Release Date: September 14, 2010
Series: Crank #3
Age Group: Young Adult
Received From: Publisher
My Rating: 5 Stars
Hunter, Autumn, and Summer—three of Kristina Snow’s five children—live in different homes, with different guardians and different last names. They…more Hunter, Autumn, and Summer—three of Kristina Snow’s five children—live in different homes, with different guardians and different last names. They share only a predisposition for addiction and a host of troubled feelings toward the mother who barely knows them, a mother who has been riding with the monster, crank, for twenty years. Hunter is nineteen, angry, getting by in college with a job at a radio station, a girlfriend he loves in the only way he knows how, and the occasional party. He’s struggling to understand why his mother left him, when he unexpectedly meets his rapist father, and things get even more complicated. Autumn lives with her single aunt and alcoholic grandfather. When her aunt gets married, and the only family she’s ever known crumbles, Autumn’s compulsive habits lead her to drink. And the consequences of her decisions suggest that there’s more of Kristina in her than she’d like to believe. Summer doesn’t know about Hunter, Autumn, or their two youngest brothers, Donald and David. To her, family is only abuse at the hands of her father’s girlfriends and a slew of foster parents. Doubt and loneliness overwhelm her, and she, too, teeters on the edge of her mother’s notorious legacy. As each searches for real love and true family, they find themselves pulled toward the one person who links them together—Kristina, Bree, mother, addict. But it is in each other, and in themselves, that they find the trust, the courage, the hope to break the cycle.
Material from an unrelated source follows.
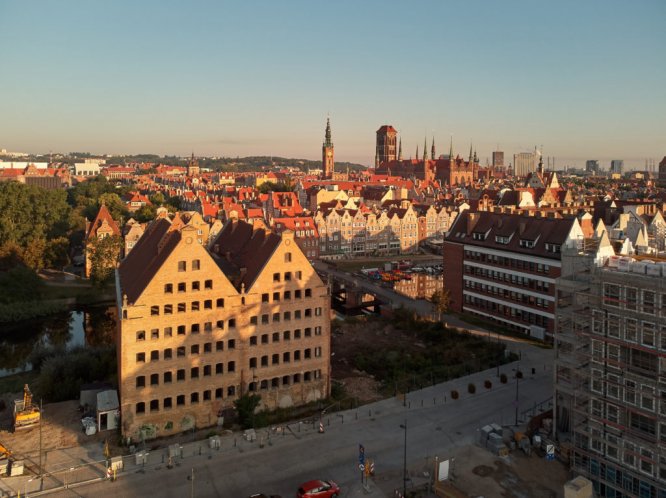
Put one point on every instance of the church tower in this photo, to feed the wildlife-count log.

Told in three voices and punctuated by news articles chronicling the family’s story, FALLOUT is the stunning conclusion to the trilogy begun by CRANK and GLASS, and a testament to the harsh reality that addiction is never just one person’s problem.
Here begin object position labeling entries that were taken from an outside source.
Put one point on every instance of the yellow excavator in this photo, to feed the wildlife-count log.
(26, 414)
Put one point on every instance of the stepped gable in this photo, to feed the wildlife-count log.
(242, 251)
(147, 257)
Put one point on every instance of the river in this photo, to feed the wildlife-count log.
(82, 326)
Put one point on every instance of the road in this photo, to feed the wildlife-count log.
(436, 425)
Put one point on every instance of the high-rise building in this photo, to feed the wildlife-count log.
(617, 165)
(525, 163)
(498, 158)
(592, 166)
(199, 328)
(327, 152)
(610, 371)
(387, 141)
I’m notorious for not reading blurbs to sequels. What’s the point, because you already know you like the series! But sometimes this means I get surprises. Like with Fallout by Ellen Hopkins. At first I thought ‘WHERE’S KRISTINA!!?’ But after thinking about it I realized the genius behind the decision to make the book from Kristina’s children’s point of view. We all know that Kristina isn’t going to get better. Not for a long time. So, Ellen Hopkins takes a big leap with this one and makes it 20 years after Glass. It worked flawlessly.
These books never cease to amaze and horrify me. Since the main voices in this book weren’t hopeless drug addicts it wasn’t as horrifying. At least not from that angle. In Fallout we get a glimpse of the after effects. We see how Kristina’s addiction affects everyone in her life and some people that will never even know her. Hunter, Autumn and Summer’s voices come through so loud and clear. They have to deal with so many things, not having a mother, a predisposition to addiction, and all the regular teenage issues.
Ellen Hopkins verse is as beautiful as always. This is the third book I have read by her now, and I’m still in awe of her talent. I don’t know that I will ever be able to read another authors verse without comparing it to Ellen’s. And I have found anyone else that stacks up yet.
Overall, this was a great conclusion to the Crank trilogy. Most everything was wrapped up nicely or as nicely as you can expect from such a heartbreaking story. If you haven’t read these books yet, I suggest you do so and soon!